Duplicating what I said on the dev@l.a.o thread:
Consider a SolrCloud that is handling 5000 requests per second with a replicationFactor of 20 or 30. This could be one shard or multiple shards. Currently, those requests will be load balanced to the entire cluster. If this option is implemented, suddenly EVERY request will have at least one part handled locally ... and unless the index is very tiny or 99 percent of the queries hit a Solr cache, one index core simply won't be able to handle 5000 queries per second. Getting a single machine capable of handling that load MIGHT be possible, but it would likely be VERY expensive.
This would be great as an OPTION that can be enabled when the index composition and query patterns dictate it will be beneficial ... but it definitely should not be default behavior.

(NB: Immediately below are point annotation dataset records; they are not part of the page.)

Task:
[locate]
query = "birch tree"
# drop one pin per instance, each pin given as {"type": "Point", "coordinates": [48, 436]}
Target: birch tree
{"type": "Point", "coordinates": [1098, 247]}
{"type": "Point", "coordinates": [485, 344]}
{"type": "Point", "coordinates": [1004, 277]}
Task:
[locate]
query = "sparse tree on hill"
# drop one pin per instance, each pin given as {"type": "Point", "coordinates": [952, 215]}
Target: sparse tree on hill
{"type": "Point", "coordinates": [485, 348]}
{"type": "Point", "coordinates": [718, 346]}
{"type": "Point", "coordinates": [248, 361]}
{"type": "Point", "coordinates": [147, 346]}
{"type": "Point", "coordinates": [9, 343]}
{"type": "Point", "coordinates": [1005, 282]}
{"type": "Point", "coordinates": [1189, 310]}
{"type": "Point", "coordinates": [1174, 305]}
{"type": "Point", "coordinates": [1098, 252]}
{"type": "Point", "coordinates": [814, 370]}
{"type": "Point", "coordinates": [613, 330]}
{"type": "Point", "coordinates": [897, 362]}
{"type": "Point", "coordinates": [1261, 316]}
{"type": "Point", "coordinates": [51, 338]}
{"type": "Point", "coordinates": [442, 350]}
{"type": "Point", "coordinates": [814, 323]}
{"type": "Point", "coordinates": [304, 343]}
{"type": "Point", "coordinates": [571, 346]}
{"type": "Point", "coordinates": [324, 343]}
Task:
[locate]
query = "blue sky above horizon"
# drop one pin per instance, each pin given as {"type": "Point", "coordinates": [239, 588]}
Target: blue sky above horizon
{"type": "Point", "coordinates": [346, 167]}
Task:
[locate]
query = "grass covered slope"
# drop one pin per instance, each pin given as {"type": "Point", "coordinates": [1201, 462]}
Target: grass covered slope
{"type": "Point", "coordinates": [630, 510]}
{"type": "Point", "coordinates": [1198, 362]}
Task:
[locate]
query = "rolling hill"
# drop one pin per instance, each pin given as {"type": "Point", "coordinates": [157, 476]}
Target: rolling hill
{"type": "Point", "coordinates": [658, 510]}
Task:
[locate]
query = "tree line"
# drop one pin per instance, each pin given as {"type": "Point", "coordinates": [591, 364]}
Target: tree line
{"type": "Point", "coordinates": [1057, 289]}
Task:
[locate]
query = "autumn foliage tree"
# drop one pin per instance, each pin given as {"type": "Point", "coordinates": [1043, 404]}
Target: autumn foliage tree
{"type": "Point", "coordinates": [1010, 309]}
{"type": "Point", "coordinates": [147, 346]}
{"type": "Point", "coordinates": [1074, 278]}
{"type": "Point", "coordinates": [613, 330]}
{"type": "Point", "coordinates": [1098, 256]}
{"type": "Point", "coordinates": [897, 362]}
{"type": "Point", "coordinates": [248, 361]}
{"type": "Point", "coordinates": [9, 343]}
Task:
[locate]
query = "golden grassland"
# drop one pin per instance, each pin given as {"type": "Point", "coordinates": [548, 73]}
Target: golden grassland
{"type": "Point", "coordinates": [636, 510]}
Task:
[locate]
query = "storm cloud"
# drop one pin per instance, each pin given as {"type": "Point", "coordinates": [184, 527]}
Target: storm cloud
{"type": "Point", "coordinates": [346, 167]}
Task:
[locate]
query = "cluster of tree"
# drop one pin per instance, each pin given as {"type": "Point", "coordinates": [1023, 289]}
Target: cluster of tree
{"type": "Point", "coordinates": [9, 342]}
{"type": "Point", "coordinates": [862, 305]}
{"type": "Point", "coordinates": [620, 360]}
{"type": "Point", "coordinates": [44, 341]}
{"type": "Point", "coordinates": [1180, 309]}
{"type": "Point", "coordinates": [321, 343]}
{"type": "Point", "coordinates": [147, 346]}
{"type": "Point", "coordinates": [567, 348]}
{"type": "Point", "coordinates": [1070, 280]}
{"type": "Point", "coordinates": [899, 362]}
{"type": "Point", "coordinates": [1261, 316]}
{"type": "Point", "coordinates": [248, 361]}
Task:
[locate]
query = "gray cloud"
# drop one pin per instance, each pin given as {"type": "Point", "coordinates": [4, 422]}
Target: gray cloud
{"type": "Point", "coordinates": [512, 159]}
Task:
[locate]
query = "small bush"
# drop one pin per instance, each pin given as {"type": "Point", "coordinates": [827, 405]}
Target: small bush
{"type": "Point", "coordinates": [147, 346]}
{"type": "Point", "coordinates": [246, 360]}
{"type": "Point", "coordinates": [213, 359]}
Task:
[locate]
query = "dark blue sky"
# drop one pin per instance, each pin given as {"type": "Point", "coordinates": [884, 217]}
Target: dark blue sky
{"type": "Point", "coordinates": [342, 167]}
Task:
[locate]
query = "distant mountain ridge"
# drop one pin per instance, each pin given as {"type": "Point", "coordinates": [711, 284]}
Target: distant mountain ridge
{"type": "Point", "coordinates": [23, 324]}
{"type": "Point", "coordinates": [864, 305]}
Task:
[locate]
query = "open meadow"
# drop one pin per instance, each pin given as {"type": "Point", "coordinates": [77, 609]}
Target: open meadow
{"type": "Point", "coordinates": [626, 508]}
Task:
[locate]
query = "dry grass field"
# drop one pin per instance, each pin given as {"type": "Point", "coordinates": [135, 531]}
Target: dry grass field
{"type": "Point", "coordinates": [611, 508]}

Hi elyograg, I work with sachingoyal. The background of this patch is that, we have a cluster of 14 machines actually serving upwards of 5000 qps, and when one machine goes into a multi-second GC pause, it easily brings down the entire cluster. I know this is not the sole cause of the distributed deadlock and we definitely fixed other things like (gc pauses, thread counts etc) to reduce the likelihood of this problem.
In the scenario that you mention, the load balancer outside SolrCloud is at fault and when that is the case we'd like it to take down only one replica rather than propagate the problem to other replicas.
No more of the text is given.